Of Polymers and Data Centers

While polymer-based data communications has found viable niches in home networking and in the automotive industry, there has been no success in bring polymers in the data center.  Polymer datacom start ups have risen and fallen.  One recalls, especially, Telephotonics, which had very ambitious plans to create a full range of polymer-based optical components for the telecommunications industry. Large specialty chemical firms – including Dow, DuPont and Dow Corning — have promised polymer optical components but said promises have not produced much.

CIR believes that this is about to change and polymer photonics is finally emerging as a viable solution for data centers.  Whereas the old polymer photonics was mostly focused on plastic optical fiber (POF), the new approach is all about polymer waveguides.  And while the old “polymer photonics” was technology in search of an application, today’s polymer photonics lowers the cost of handling “big data” in routers, switches and data centers which makes for an actual business case.

Backplanes will soon be lit

The point here is that the tidal wave of “big data” that is washing over data centers will create a need for powerful interconnects to connect up the PCBs inside boxes. First this trend will be seen in backplanes then in server motherboards.  The obvious strategy here is to revision backplanes and motherboards as optical rather than electrical systems.
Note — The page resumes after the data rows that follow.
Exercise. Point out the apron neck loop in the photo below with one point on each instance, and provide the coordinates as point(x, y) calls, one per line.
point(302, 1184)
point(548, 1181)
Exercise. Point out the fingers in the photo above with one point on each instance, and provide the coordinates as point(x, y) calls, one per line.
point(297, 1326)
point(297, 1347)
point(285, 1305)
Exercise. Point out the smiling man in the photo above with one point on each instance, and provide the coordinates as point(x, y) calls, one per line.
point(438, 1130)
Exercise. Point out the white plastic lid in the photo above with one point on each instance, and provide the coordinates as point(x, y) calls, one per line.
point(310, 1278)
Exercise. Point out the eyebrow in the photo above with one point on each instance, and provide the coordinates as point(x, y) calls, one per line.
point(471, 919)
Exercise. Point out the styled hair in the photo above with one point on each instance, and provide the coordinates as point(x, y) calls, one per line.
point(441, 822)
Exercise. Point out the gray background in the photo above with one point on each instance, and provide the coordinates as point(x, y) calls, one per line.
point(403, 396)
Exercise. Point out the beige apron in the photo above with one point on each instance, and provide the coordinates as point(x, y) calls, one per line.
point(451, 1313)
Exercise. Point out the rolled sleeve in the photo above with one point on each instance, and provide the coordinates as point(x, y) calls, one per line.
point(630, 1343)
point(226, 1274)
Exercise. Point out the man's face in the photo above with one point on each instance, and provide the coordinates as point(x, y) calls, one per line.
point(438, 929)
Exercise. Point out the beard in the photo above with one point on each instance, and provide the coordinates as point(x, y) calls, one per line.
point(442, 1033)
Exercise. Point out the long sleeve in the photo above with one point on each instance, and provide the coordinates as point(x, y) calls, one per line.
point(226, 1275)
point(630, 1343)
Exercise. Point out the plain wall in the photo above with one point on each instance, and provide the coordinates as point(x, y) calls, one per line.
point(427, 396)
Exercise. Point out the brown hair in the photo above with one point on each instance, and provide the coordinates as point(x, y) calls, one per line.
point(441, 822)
Designs for optical boards can be taken directly from the world of supercomputing where optical backplanes have been around for several decades.  But the commercial aspects of optical boards for the data center are very different to the supercomputing world. The literature suggests that optical boards would be more expensive than the the equivalent electrical boards by as much as an order of magnitude.

However much the need is for optical boards in the data center, no OEM is going to consider pushing up the price of its routers and switches (except for the largest boxes) to accommodate the cost of optical boards, since few data center managers would have the budget for such boxes.

The need to reduce the cost of optical boards is partly being addresses by industry efforts to create standards for optical boards.  But part of the cost reduction strategy must certainly address how boards can be better built – and polymer waveguides is part of this story.

IBM and the Others

IBM has evangelized for polymer waveguides for quite a number of years now in the form of scattered announcements and presentations.   The starting point for understanding how polymer waveguides can create opportunities is an examination of what IBM has done in this space so far.

IBM favors polymer waveguides as the technology of choice for optical boards because of:

(1) the ease with which they can be fabricated and integrated onto a board
(2) the low cost of fabricating the waveguides themselves and
(3) their high density.
These all speak to lower costs in future.  Why IBM is enthusiastic about polymer waveguide-based optical boards is presented in Exhibit I.

What we don’t know yet is how long before we see this kind of polymer optics in data center boxes.  Both Cisco and Juniper have adopted optical backplanes for very large boxes in the past (not using polymer photonics).  Ericsson and Oracle (via Sun Microsystems) continue to do so.  So there is some precedent for deployment in the data center.  If IBM is correct about the virtues of polymer waveguides it would be no surprise to see some partnerships emerge to bring polymer waveguide backplanes to the data centers sooner rather than later.

However, for optical backplanes and motherboards to really make an impact in the data center, CIR believes that some outstanding technical issues must still be dealt with.  Thermal issues are still problem as is alignment. These will both need to be dealt with before optical boards become common in datacom boxes.

So the evolution of optical boards for the data center may be two-phased.  Some early deployment over the next few years, with productization of optical boards occurring in a three to six-year time frame.

Uncertainties

But there are plenty of uncertainties. One, of course, is that something other than polymer waveguides may win out in the optical board stakes.  Other possibilities are glass fiber, POF, one of the many other kinds of waveguides, and active boards with embedded VCSELs.

Assuming that polymer waveguides make the final cut, however, there are a number of firms that one should watch to see how the optical backplane business is emerging.  Chances are that IBM will be at the center of it all and that Juniper and Cisco will have a foot in the door.  We suspect that some polymer firm will also be part of the supplier mix.

The new Dow Chemical-DuPont-Dow Corning conglomerate would seem to be the place to look in this regard, since all three have done R&D in the areas of polymer photonics.  Sumitomo could be another player.  There is room for start-ups too, we expect. But we note that polymer data com start-ups have popped up occasionally over the past twenty years, but do not seem to have been long-lived.